National Museum of Military History

The museum has an amazing collection of weaponry, including armor, aircraft, artillery, support vehicles, and small arms. There are several floors of uniforms and decorations, with all the displays well labeled in Bulgarian and English.

This Trabant, said to symbolize Bulgaria’s NATO aspirations, encapsulates my reaction to the museum’s armor display. Exhibited are tanks and aircraft which I recognize as French, German, and Soviet. On the display placards vehicles and aircraft have their country of origin listed, but the salient point is the period they were in service with the Bulgarian Army. Try as I might, when I looked at the Pkw IV I saw a Nazi tank, the T-34 a Soviet. The American perspective I brought to this was really evident.

I found the 20th Century narrative as interesting for what is not said as for what is said. Transitions, whether in 1944 or 1990, which in my mind are monumental, don’t figure in the military chronology. I was again reminded of the army of the DDR, which went from defending the nation from fascist imperialists to defending the nation from communist aggression overnight.

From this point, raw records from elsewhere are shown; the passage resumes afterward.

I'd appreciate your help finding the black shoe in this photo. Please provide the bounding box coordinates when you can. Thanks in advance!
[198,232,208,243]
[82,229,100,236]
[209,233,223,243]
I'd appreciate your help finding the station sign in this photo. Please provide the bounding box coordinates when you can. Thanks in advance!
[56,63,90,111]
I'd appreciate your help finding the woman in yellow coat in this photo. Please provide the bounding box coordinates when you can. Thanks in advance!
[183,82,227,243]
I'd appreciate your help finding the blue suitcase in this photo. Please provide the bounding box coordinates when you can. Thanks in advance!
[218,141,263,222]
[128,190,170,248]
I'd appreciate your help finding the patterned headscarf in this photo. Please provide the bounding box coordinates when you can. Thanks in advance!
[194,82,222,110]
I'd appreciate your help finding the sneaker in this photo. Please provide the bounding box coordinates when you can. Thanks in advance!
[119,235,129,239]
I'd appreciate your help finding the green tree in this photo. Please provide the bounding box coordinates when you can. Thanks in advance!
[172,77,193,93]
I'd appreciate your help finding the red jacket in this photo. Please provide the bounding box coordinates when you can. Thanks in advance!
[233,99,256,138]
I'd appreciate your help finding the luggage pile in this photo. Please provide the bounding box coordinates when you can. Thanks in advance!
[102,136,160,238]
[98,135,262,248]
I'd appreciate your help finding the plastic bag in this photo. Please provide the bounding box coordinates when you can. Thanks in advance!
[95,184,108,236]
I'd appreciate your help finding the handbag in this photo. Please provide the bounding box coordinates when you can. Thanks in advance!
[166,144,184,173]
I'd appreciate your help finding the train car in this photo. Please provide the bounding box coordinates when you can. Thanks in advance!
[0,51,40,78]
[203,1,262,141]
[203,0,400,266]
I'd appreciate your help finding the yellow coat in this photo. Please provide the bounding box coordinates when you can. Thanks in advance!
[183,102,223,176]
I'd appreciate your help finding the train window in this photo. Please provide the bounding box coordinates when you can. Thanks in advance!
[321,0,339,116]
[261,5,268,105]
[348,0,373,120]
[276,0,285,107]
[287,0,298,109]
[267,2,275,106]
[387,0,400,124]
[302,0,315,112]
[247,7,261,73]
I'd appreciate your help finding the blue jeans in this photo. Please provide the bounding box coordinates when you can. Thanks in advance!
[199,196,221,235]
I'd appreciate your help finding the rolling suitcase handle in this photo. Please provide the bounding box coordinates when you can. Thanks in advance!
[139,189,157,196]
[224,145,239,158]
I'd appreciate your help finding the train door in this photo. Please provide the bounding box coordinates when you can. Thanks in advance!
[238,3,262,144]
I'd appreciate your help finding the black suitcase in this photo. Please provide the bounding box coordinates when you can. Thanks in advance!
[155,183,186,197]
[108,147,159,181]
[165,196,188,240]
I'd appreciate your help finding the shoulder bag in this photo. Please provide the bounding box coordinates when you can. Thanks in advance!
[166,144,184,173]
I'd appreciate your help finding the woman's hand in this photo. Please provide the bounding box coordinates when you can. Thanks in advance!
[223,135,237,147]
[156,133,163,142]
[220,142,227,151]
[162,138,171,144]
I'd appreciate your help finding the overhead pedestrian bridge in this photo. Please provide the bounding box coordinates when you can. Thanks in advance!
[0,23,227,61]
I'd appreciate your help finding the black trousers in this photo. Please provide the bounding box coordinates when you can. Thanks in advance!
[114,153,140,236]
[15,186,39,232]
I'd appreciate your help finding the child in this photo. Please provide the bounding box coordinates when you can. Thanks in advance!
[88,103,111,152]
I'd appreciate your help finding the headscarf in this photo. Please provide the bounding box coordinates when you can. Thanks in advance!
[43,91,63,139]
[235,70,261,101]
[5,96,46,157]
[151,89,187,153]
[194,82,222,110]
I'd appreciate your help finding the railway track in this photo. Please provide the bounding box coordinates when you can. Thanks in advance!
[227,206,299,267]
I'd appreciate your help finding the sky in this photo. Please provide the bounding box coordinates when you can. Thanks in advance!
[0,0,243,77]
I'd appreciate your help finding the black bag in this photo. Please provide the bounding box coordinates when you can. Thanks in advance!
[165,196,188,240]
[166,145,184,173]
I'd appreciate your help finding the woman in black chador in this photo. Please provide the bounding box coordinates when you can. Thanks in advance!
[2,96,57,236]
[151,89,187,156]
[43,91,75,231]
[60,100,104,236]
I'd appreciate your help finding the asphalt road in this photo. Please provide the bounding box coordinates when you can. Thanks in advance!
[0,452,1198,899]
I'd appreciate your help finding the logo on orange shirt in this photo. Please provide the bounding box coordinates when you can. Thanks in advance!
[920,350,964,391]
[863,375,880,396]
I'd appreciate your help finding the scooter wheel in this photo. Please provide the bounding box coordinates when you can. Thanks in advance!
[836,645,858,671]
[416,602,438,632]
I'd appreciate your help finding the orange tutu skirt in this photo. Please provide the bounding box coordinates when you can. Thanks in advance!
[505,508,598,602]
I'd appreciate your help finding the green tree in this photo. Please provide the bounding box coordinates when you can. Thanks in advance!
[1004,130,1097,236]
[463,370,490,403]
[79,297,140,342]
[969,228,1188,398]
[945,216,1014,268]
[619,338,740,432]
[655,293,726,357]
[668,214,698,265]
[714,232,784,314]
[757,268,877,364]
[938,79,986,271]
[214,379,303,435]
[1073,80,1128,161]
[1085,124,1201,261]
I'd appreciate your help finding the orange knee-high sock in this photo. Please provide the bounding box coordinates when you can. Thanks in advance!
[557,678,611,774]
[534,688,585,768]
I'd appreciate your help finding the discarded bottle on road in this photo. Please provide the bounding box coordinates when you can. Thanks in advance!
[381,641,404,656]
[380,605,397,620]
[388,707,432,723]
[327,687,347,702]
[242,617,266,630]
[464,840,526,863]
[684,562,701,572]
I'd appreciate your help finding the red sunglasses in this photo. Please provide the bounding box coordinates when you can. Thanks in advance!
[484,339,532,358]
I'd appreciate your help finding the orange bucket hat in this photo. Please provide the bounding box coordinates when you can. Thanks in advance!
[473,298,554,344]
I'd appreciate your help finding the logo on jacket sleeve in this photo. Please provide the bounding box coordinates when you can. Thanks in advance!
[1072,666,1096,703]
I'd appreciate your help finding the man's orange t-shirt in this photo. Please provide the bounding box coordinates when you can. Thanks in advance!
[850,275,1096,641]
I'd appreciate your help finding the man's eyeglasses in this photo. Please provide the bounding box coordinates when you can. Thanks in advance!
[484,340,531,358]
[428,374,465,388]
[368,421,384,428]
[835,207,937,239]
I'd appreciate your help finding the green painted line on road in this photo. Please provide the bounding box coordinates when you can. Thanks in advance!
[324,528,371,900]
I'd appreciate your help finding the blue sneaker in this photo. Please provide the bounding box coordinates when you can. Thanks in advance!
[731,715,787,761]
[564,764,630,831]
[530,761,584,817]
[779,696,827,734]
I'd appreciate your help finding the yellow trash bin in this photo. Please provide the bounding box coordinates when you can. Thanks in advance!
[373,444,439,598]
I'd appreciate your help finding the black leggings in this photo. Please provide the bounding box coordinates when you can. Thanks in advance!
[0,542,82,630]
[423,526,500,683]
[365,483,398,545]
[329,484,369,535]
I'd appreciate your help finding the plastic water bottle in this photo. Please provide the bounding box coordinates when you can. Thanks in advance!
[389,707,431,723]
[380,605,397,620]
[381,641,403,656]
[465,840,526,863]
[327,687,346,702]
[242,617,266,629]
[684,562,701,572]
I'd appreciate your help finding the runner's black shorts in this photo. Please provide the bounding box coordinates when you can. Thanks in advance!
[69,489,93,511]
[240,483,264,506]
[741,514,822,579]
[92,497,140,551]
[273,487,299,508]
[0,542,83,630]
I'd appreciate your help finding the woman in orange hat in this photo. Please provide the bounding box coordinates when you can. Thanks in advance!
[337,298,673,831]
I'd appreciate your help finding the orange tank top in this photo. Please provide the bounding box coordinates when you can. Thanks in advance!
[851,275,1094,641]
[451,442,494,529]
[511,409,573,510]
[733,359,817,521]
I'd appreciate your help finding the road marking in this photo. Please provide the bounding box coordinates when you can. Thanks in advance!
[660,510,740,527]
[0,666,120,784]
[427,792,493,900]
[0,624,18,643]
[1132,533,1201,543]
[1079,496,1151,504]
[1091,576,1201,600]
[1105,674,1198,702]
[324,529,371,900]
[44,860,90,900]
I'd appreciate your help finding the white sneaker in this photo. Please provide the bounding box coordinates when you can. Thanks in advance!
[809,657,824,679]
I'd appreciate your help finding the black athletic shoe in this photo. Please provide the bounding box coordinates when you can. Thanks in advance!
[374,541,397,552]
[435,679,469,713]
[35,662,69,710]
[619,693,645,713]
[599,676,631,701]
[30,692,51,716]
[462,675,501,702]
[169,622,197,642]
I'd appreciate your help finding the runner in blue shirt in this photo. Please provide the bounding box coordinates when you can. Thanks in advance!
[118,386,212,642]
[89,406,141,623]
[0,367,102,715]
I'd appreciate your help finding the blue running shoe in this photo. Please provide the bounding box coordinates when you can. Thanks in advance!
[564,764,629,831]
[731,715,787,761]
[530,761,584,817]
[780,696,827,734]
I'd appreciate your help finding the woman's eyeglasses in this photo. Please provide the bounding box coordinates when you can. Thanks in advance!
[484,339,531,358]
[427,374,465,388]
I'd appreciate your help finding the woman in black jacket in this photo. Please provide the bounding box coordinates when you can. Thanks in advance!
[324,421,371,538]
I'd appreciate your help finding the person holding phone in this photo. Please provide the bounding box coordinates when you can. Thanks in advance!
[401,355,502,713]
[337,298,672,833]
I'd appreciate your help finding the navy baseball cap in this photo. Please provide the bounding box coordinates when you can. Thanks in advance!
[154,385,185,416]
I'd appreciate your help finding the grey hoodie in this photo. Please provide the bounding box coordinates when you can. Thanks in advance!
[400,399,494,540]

It is strange to realize that I know a number of Californians who can competently discuss the history and engineering of Soviet, German, and Italian small arms without being able to say anything about the 1912-13 Balkan Wars. These capitals have Military Museums, but the idea of there being Political Museums is as foreign as the idea that Americans would read a Labor Journal as opposed to a Wall Street Journal. The vast majority of us earn our living from our labor, not invested capital, and yet we think of investor interests as being our interests. We look at the 20th Century via military history, rather than the history of organized labor or intellectual history.